Rosyida memborbardir sahabatnya dengan berbagai pertanyaan. Siti Atikah Dinar Hasan atau yang akrab dipanggil Dinar merupakan mahasiswi semester 8 jurusan Hukum Keluarga Islam (HKI) yang baru sehari melaksanakan seminar proposalnya. Dinar tampak sedih dan suntuk, apakah kemarin revisian sangat banyak? Batin Rosyida.

Bukannya menjawab pertanyaan Rosyida, Dinar justru menangis tersedu-sedu dan malah membuat Rosyida semakin bingung. Setelah agak tenang, Dinar akhirnya membuka percakapan.

"Kamu masih ingat dengan Zaki Sastra Arab dan Wirda Sastra Inggris?"

"Kalau Wirda pasti ingat, aku pernah sekelas sama dia, dan wait.. kalau ga salah si Wirda dan Zaki teman kelompok KKN-mu semua, 'kan?" Rosyida bertanya balik.

"Iya, betul." Jawab Dinar.

"Iya ingat, kenapa kok tiba-tiba ngomongin Wirda dan Zaki?"

"Sekitar seminggu yang lalu, aku minta tolong Wirda untuk nyampein sesuatu ke Zaki, dan Zaki menolaknya," jawab Dinar.

"Sesuatu apaan, Din?"

"Aku berniat mengajak Zaki taaruf. Aku meminta tolong Wirda untuk menyampaikan isi hatiku. Zaki tak langsung menjawab. Ia baru menyatakan ketidaksediannya tadi malam. Katanya merasa tidak kufu denganku." Dinar menjawab dengan tegar walau matanya masih berkaca-kaca.

"Aku tidak paham, standar kufu yang dimaksud Zaki itu seperti apa." Dinar melanjutkan. "Zaki bilang ia belum mapan. Padahal aku tahu sendiri dia kuliah nyambi jadi freelancer dan guru les privat. Omzet olshop-ku juga lumayan. Abah sudah menyediakan rumah untukku dan suamiku kelak. Lalu apa lagi yang ditakutkan?"

"Kamu yakin Zaki hanya bilang belum mapan saja?" selidik Rosyida.

"Iya Ros."

"Aduh, kenapa suasananya jadi sendu gini yah. Padahal aku rencananya mau ngerayain seminarmu loh. Ini hadiah dariku." Rosyida memberikan bingkisan cantik kepada Dinar.

"Maaf dan terima kasih Ros, kamu kok jadi repot gini."

"Biasa ae, Din. Btw kok tiba-tiba sih kamu suka sama Zaki?"

"Sejak di KKN aku udah suka sama Zaki. Tekadku sudah bulat. Aku juga minta tolong istikharah dengan Ustazah pondokku dahulu, dan hasilnya baik. Tapi kalau dia gak mau, aku ya ga bisa maksa. Aku perempuan dan sadar betul dengan posisiku."

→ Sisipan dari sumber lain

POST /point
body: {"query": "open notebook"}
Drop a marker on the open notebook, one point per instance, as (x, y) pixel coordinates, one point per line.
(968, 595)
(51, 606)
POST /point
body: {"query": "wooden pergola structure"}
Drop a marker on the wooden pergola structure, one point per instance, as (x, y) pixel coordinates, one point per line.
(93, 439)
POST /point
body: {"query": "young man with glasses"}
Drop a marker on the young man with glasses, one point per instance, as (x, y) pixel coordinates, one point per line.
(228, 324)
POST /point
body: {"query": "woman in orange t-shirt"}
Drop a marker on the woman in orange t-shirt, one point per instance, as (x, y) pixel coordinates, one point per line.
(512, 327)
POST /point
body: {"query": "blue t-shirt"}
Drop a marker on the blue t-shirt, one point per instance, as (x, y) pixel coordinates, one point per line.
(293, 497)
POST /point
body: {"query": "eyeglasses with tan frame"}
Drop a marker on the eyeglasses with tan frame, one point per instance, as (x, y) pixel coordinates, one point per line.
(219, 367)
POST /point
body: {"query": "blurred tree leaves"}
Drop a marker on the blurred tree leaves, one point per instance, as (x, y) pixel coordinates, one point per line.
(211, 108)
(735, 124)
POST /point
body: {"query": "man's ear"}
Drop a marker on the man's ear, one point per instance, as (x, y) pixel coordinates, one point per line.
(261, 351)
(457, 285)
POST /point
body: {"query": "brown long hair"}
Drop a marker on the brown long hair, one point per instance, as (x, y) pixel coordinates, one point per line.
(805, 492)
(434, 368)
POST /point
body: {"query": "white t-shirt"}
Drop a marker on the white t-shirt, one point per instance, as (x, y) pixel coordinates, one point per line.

Rosyida flashback dengan masa-masa KKN sekitar setahun lalu. Walau tidak satu kelompok, saat KKN, Dinar kerap curhat padanya. Beberapa kali ia menceritakan tentang sosok Abdullah Zaki, mahasiswa Sastra Arab yang juga alumni Pondok Pesantren Sidogiri. Zaki rajin tahajud, juga ikhlas menjadi muazin hampir di setiap waktu salat. Walapun bukan ketua kelompok, tetapi dedikasinya melebihi ketua kelompok. Pantas saja Dinar yang sangat menjaga pergaulan bisa kepincut padanya.

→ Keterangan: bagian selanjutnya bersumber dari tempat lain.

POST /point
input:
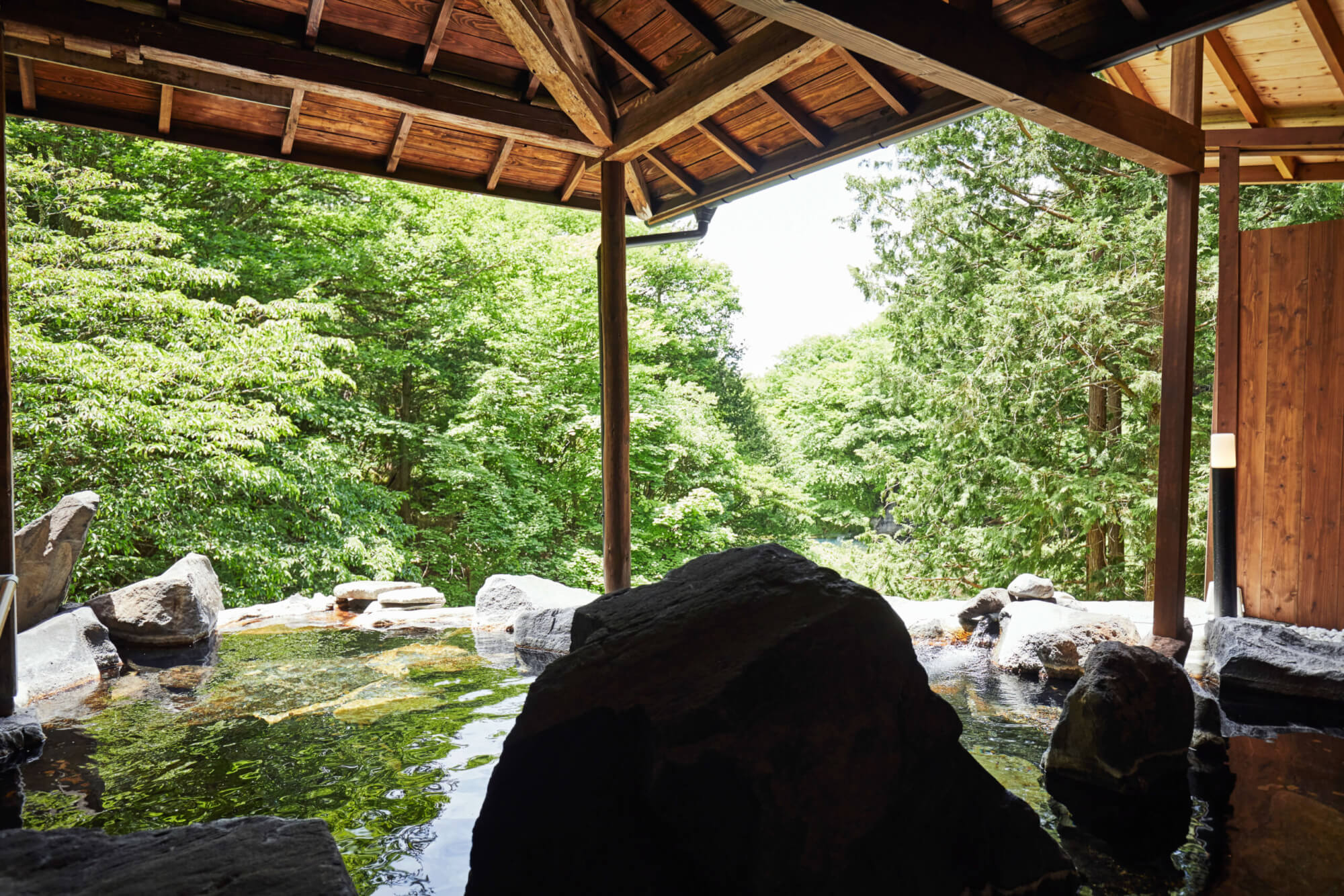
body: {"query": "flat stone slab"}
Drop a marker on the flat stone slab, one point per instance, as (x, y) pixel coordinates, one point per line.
(1273, 658)
(260, 856)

"Zaki 'kan salah satu pengurus Hai'ah Tahfidz Al-Qur'an (HTQ). Gimana kalau dicoba sekali lagi, Din? Kebetulan pamanku kan Ustaz di sana. Biar sekalian jadi mediator kalian berdua." Rosyida mencoba memberi jalan keluar pada sahabatnya.

"Emang bisa, Ros?"

"Iya bisa. Paman Imam kadang jadi mediator taaruf anak-anak HTQ. Gak ada salahnya ikhtiar sekali lagi. Namanya juga usaha. Biar Allah yang tentukan hasil akhirnya."

"Siap Ros. Jazakillah khoyron ahsanal jaza'. Kamu memang sahabat terbaikku. Terima kasih selalu ada ketika aku butuh." Dinar berterima kasih sembari memeluk Rosyida dengan hangat. Ada perasaan lega dan secercah harapan yang membuatnya bangkit kembali.

"Sama-sama, Beb. Udah ah pelukannya, kamu mandi dulu dan salat duha. Habis itu kita cari sarapan bareng di Buk Jagung seperti biasa."

"Yuhuu...". Dinar pun bergegas ke kamar mandi.